Now, however our adversaries are attempting to turn our political and economic openness and our high technology against us. In particular they’re using cyber means to undercut American industry and innovation as well as to increase their military capabilities and to degrade our military capabilities. So the challenge as great as we have heard today but so is or can be our response, our creativity, our ingenuity.
As just one small example let me highlight a new FDD project, the transformative cyber innovation lab where we are identifying the technologies and policies that can begin to solve the hardest cyber problems. We partnered with industry and government to shorten the lag between idea and piloting and between piloting and widespread adoption of solutions to defend our national and economic security.
The task before us, here at FDD and here in America is enormous and daunting. But each problem we solve is one less avenue for the bad guys to use against us. Before we conclude I want to take a moment to thank the entire FDD staff. Every member of this absolutely extraordinary team, they make this look so effortless but we know how much hard work goes into making events like this a success, so thank you.
And to FDD’s investors in the room and who may be watching on our streaming, a reminder that this conference, like all our work is possible thanks to you, only thanks to you. Thanks to your generous and enlightened support and we thank you for that. Let me also take a moment to recognize again Samantha Ravich (ph) and her clear-eyed thought leadership.

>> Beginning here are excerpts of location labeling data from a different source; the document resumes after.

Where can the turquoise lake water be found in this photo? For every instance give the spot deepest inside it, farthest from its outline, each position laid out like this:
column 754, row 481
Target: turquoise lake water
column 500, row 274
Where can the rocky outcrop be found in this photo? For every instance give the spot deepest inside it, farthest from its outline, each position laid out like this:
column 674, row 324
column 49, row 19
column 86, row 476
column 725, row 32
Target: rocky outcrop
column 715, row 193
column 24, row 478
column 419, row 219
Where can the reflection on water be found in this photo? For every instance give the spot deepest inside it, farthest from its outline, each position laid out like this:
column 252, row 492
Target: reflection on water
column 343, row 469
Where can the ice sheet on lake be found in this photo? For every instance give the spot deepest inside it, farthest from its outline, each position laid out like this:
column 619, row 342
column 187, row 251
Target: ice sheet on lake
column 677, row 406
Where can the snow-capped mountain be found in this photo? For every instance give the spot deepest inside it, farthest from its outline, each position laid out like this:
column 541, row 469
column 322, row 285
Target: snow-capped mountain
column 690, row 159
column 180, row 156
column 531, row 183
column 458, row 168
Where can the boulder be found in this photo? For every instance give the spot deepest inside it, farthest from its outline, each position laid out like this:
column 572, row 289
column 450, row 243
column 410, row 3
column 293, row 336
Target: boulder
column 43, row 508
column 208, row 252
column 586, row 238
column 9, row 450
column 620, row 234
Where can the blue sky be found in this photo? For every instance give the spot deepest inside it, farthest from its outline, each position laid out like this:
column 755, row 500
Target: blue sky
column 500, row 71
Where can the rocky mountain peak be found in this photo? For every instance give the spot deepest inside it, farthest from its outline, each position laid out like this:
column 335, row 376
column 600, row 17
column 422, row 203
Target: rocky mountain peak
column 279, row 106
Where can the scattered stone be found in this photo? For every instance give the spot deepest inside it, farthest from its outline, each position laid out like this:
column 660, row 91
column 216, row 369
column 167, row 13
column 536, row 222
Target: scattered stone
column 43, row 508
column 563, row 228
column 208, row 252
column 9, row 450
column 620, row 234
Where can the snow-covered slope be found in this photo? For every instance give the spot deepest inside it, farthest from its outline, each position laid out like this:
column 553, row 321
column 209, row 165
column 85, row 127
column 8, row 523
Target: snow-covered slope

She has zeroed in on how America’s authoritarian and undemocratic and un-free adversaries are using cyber-enabled economic warfare and she thought of this long before many others in the policy community understood the scale of the threats that we face. We should all be pleased that she’s been recruited to the president’s intelligence advisory board and the newly-created Cyber Space Solarium Commission. These tasks will be synergistic with her work here at FDD.
And finally to those joining us here today via our live stream, thank you for coming and for tuning in. All of us at FDD look forward to continuing to work with you on these important issues.
Again, thank you all for your patience and for your attention today. Glad to see you. Thanks.